Auteurs : F. Kleinclauss
Référence : Prog Urol, 2009, 9, 19, 588-589




 



Les auteurs ont rédigé une excellente revue de la littérature sur le lien entre les carcinomes urothéliaux du haut appareil urinaire et les secondes localisations intravésicales.

Il s'agit d'un sujet particulièrement intéressant compte tenu de la fréquence et des conséquences cliniques de ces deuxièmes localisations. De plus, les moyens diagnostiques actuels (tomodensitométrie multibarette, urétéroscopie souple diagnostique) sont probablement en train de modifier l'histoire naturelle des tumeurs de la voie excrétrice urinaire supérieure (TVEUS) en permettant un diagnostic radiologique et histologique plus précoce. Il n'est donc plus rare actuellement de faire le diagnostic de TVEUS non infiltrante. De ce diagnostic plus précoce ainsi que des progrès technologiques est née l'idée d'un traitement conservateur non plus réservé à quelques indications de nécessité (tumeurs sur rein unique, tumeur bilatérale, insuffisance rénale chronique) mais ouvert aux TVEUS de bas grade avec rein controlatéral normal. Cette stratégie parfois controversée et encore en cours d'évaluation semble donner de bons résultats au prix cependant d'une augmentation des récidives vésicales.

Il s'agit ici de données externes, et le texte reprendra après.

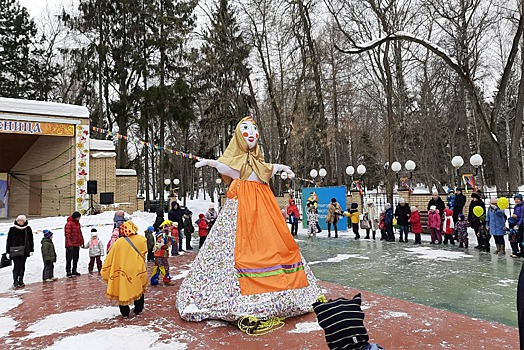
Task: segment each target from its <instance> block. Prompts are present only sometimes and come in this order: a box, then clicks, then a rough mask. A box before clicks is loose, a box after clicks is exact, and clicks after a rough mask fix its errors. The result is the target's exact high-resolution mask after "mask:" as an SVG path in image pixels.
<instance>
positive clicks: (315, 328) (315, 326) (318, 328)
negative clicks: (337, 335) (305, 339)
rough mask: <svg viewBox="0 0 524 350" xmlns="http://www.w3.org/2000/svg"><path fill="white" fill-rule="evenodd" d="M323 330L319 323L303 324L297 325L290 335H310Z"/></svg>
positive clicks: (298, 324) (312, 322) (288, 332)
mask: <svg viewBox="0 0 524 350" xmlns="http://www.w3.org/2000/svg"><path fill="white" fill-rule="evenodd" d="M321 330H322V327H320V326H319V324H318V322H302V323H297V324H296V325H295V329H293V330H290V331H289V332H288V333H309V332H315V331H321Z"/></svg>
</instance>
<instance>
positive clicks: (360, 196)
mask: <svg viewBox="0 0 524 350" xmlns="http://www.w3.org/2000/svg"><path fill="white" fill-rule="evenodd" d="M365 173H366V167H365V166H364V165H363V164H360V165H359V166H357V174H358V175H359V180H358V183H359V185H360V189H359V193H360V204H361V206H364V192H363V188H364V180H363V177H364V174H365ZM346 174H348V175H349V177H350V179H351V184H353V176H354V175H355V168H354V167H353V166H351V165H348V166H347V167H346ZM348 187H349V188H348V191H349V192H351V185H349V186H348Z"/></svg>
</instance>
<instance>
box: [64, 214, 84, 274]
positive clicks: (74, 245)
mask: <svg viewBox="0 0 524 350" xmlns="http://www.w3.org/2000/svg"><path fill="white" fill-rule="evenodd" d="M81 216H82V215H81V214H80V213H79V212H77V211H75V212H74V213H73V214H72V215H71V216H70V217H68V218H67V223H66V225H65V227H64V234H65V245H66V274H67V277H73V276H80V273H79V272H78V271H77V266H78V257H79V254H80V247H82V246H83V245H84V236H83V235H82V228H81V227H80V217H81ZM71 263H72V265H73V266H72V267H71Z"/></svg>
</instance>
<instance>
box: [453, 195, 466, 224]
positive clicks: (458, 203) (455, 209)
mask: <svg viewBox="0 0 524 350" xmlns="http://www.w3.org/2000/svg"><path fill="white" fill-rule="evenodd" d="M465 205H466V196H464V194H463V193H462V188H457V189H456V190H455V202H454V204H453V222H457V221H458V214H463V212H464V206H465Z"/></svg>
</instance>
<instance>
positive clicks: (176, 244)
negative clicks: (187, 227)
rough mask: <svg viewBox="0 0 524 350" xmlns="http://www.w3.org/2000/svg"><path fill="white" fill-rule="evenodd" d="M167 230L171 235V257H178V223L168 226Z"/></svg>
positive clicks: (179, 254) (172, 223) (174, 221)
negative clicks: (171, 256) (177, 256)
mask: <svg viewBox="0 0 524 350" xmlns="http://www.w3.org/2000/svg"><path fill="white" fill-rule="evenodd" d="M169 230H170V233H171V241H172V243H173V244H172V245H171V256H176V255H180V254H179V253H178V239H179V237H178V222H176V221H173V222H172V223H171V225H170V226H169Z"/></svg>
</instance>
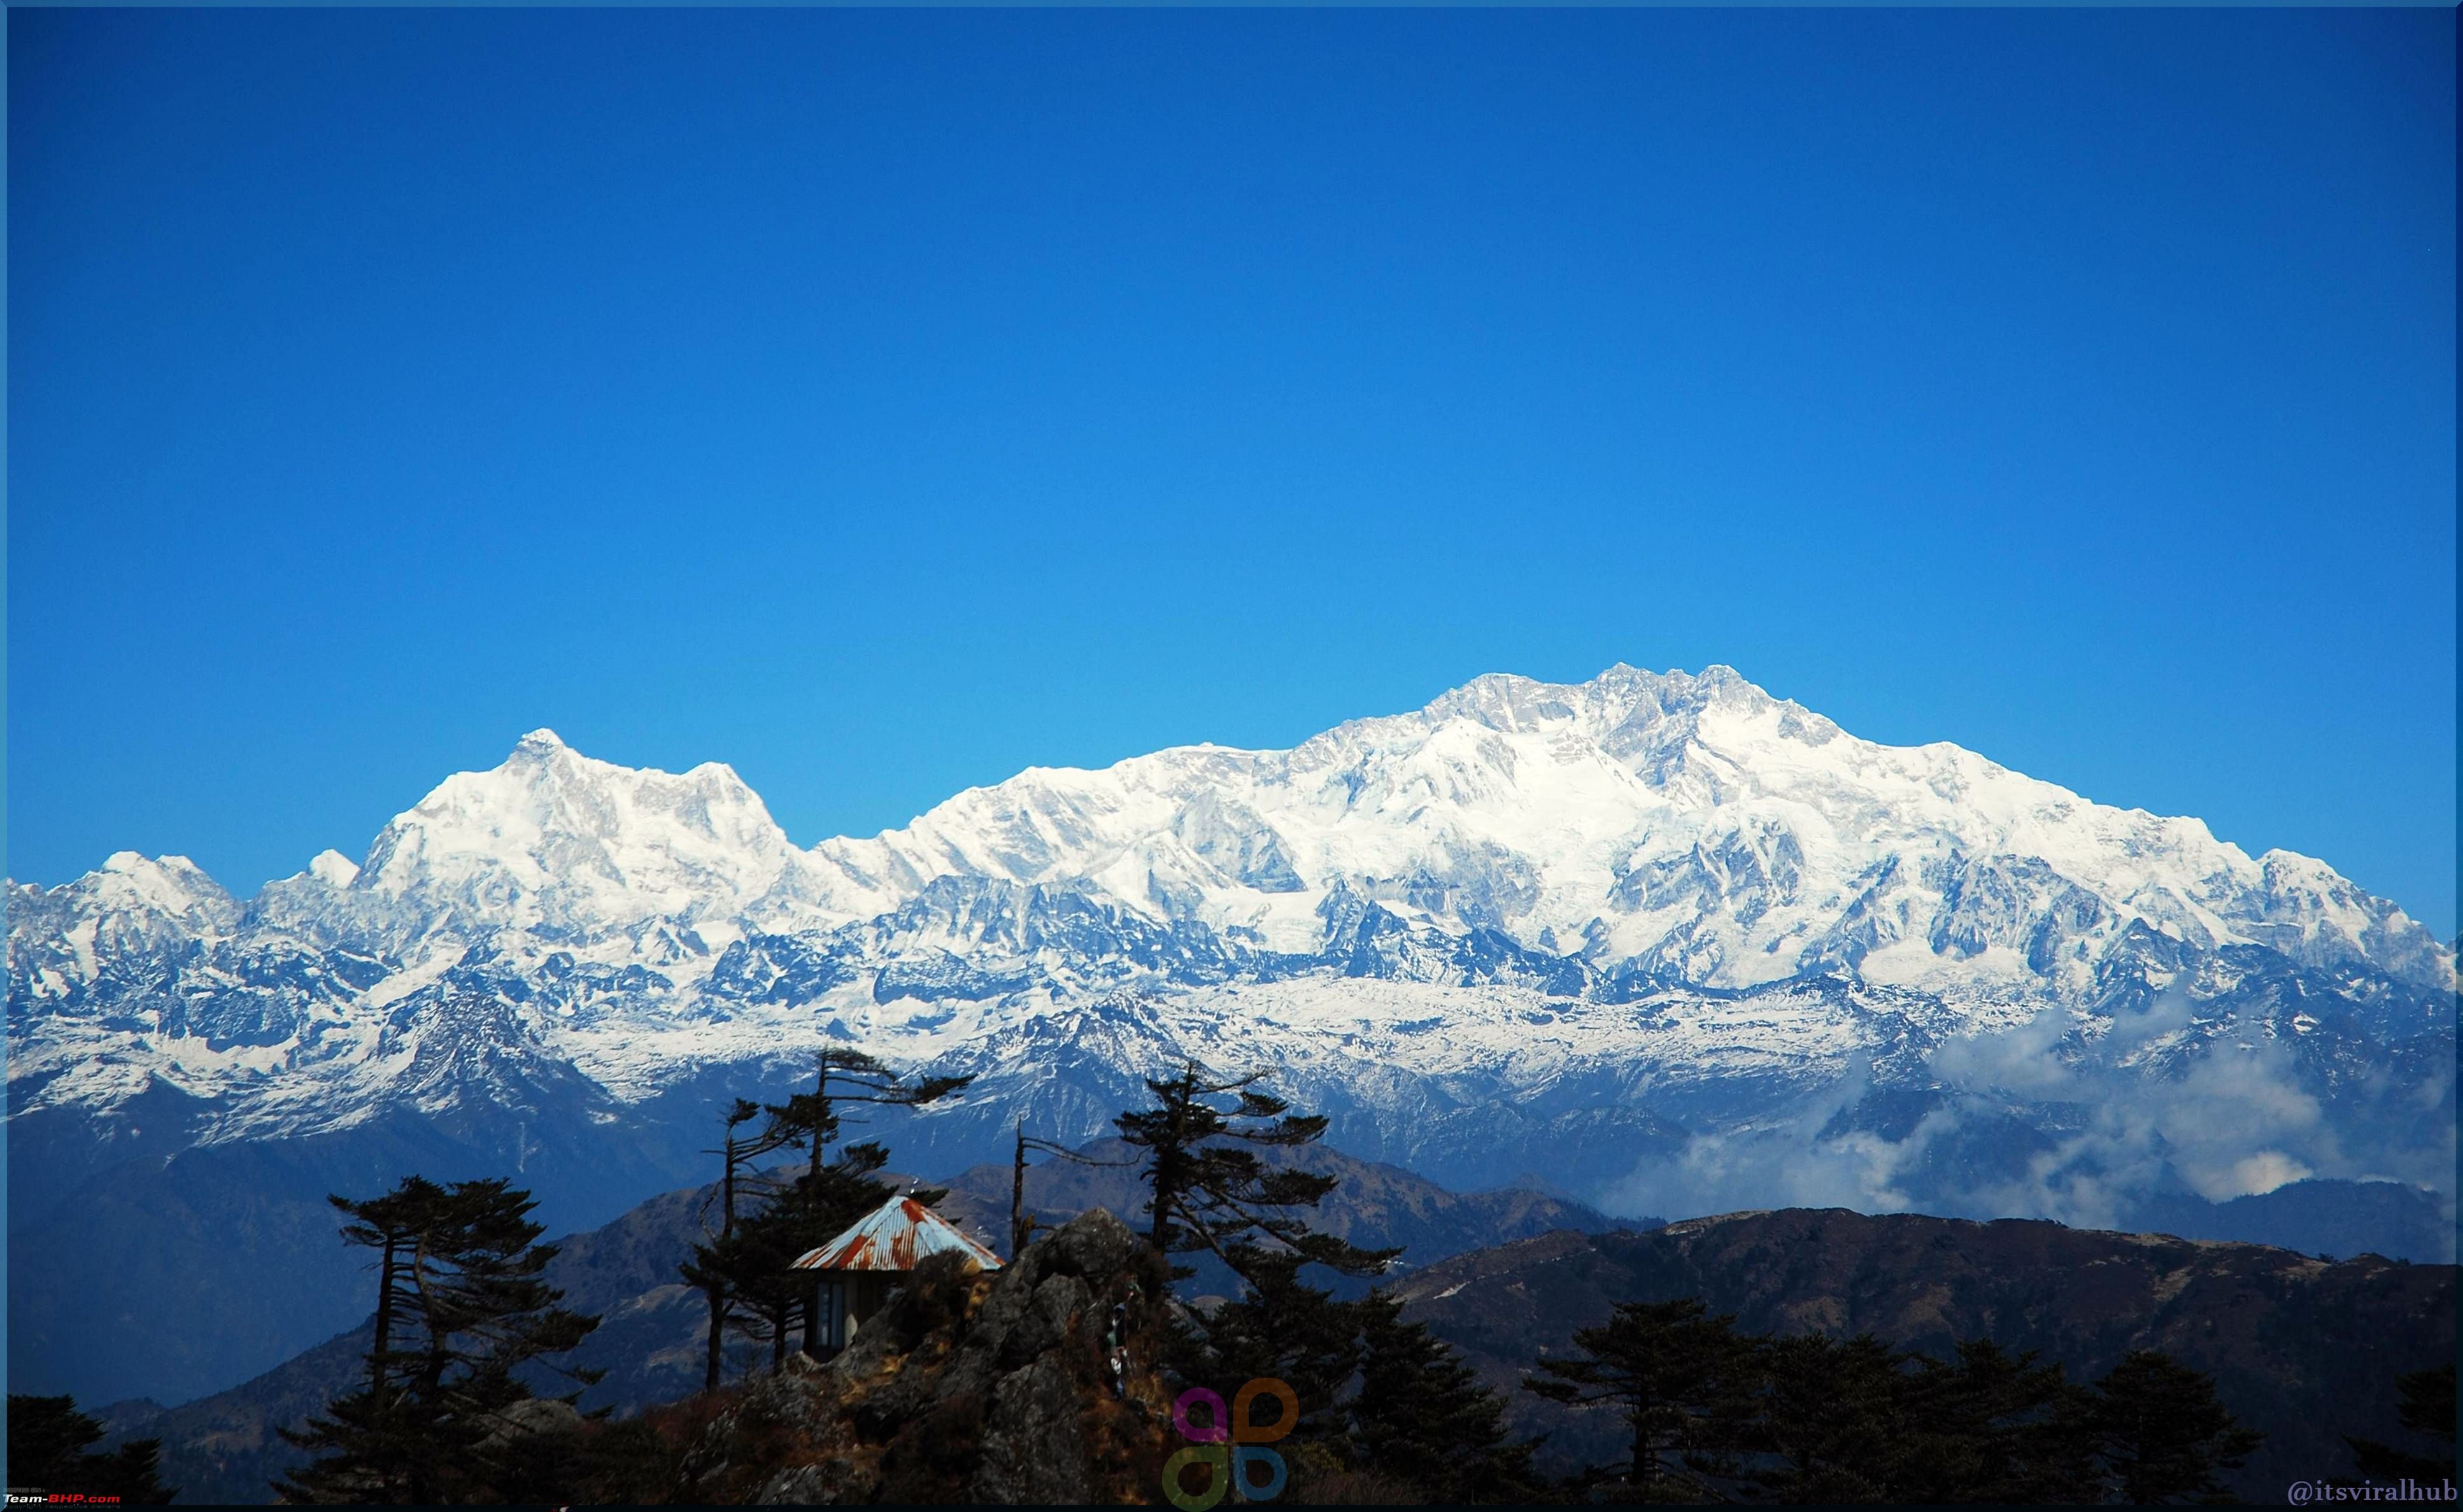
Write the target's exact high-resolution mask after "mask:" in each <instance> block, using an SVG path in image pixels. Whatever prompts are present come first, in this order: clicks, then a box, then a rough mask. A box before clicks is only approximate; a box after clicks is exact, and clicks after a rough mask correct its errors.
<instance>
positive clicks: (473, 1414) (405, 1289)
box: [276, 1177, 599, 1502]
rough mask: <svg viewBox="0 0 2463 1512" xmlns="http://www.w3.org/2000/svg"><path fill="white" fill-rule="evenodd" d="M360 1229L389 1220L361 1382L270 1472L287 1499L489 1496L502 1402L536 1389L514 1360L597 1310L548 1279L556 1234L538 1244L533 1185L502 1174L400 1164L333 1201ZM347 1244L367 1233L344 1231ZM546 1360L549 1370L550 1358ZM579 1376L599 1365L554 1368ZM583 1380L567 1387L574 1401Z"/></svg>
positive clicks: (505, 1417)
mask: <svg viewBox="0 0 2463 1512" xmlns="http://www.w3.org/2000/svg"><path fill="white" fill-rule="evenodd" d="M335 1207H340V1209H342V1212H347V1214H352V1216H355V1226H357V1229H377V1231H379V1234H382V1231H392V1229H389V1226H397V1229H399V1234H401V1236H399V1241H397V1244H394V1246H392V1249H394V1263H392V1268H394V1278H397V1281H394V1285H397V1288H399V1290H397V1293H392V1308H389V1310H387V1308H379V1310H387V1313H389V1317H387V1327H389V1332H392V1335H404V1347H394V1337H387V1342H384V1347H372V1349H369V1384H367V1386H362V1389H357V1391H352V1394H347V1396H342V1399H337V1401H333V1404H330V1406H328V1409H325V1413H323V1416H318V1418H310V1421H308V1426H305V1428H298V1431H293V1428H283V1431H281V1433H283V1438H286V1441H291V1443H296V1446H300V1448H308V1450H315V1453H318V1458H315V1460H310V1463H308V1465H303V1468H300V1470H296V1473H291V1475H288V1478H286V1480H281V1482H276V1490H278V1492H281V1495H283V1497H286V1500H296V1502H461V1500H495V1490H493V1487H495V1482H498V1480H502V1470H505V1465H502V1463H500V1460H502V1453H500V1446H502V1443H507V1438H510V1428H512V1421H515V1418H512V1409H515V1406H517V1404H522V1401H530V1399H532V1389H530V1381H527V1379H525V1377H522V1369H525V1367H530V1364H534V1362H537V1364H547V1359H549V1357H552V1354H564V1352H569V1349H574V1347H576V1345H581V1340H584V1337H589V1332H591V1330H594V1327H599V1320H596V1317H584V1315H579V1313H574V1310H569V1308H562V1305H559V1300H562V1293H559V1290H557V1288H554V1285H549V1283H547V1278H544V1271H547V1263H549V1261H552V1258H554V1256H557V1246H552V1244H539V1241H537V1239H539V1234H544V1229H542V1226H539V1224H537V1221H532V1216H530V1212H532V1209H534V1207H537V1204H534V1202H532V1197H530V1192H520V1189H515V1187H512V1184H510V1182H507V1180H502V1177H490V1180H475V1182H456V1184H451V1187H438V1184H433V1182H426V1180H421V1177H409V1180H404V1182H401V1184H399V1187H394V1192H389V1194H384V1197H379V1199H369V1202H347V1199H345V1202H337V1204H335ZM350 1241H352V1244H367V1239H365V1236H352V1239H350ZM549 1369H554V1367H552V1364H549ZM559 1374H566V1377H569V1379H571V1381H576V1384H579V1386H586V1384H589V1381H594V1379H599V1377H596V1372H559ZM574 1396H579V1389H576V1391H574V1394H571V1396H566V1399H564V1401H571V1399H574Z"/></svg>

Comme le rappellent les auteurs, la fréquence des récidives ou des secondes localisations est importante (15 à 50 %) quelles que soient les modalités thérapeutiques et aucun facteur ne permet actuellement d'évaluer le risque de récidive. Le take-home message de cette revue de la littérature est donc l'importance d'une surveillance urologique accrue des patients pris en charge pour une TVEUS au minimum pendant les deux premières années suivant le traitement de la TVEUS.



 Commentaire de l'article : Azémar M-D, Revaux A, Misraï V, Comperat E, Bitker M-O, Chartier-Kastler E, Richard F, Cussenot O, Rouprêt M. Tumeur urothéliale primitive du haut appareil urinaire et seconde localisation ultérieure intravésicale.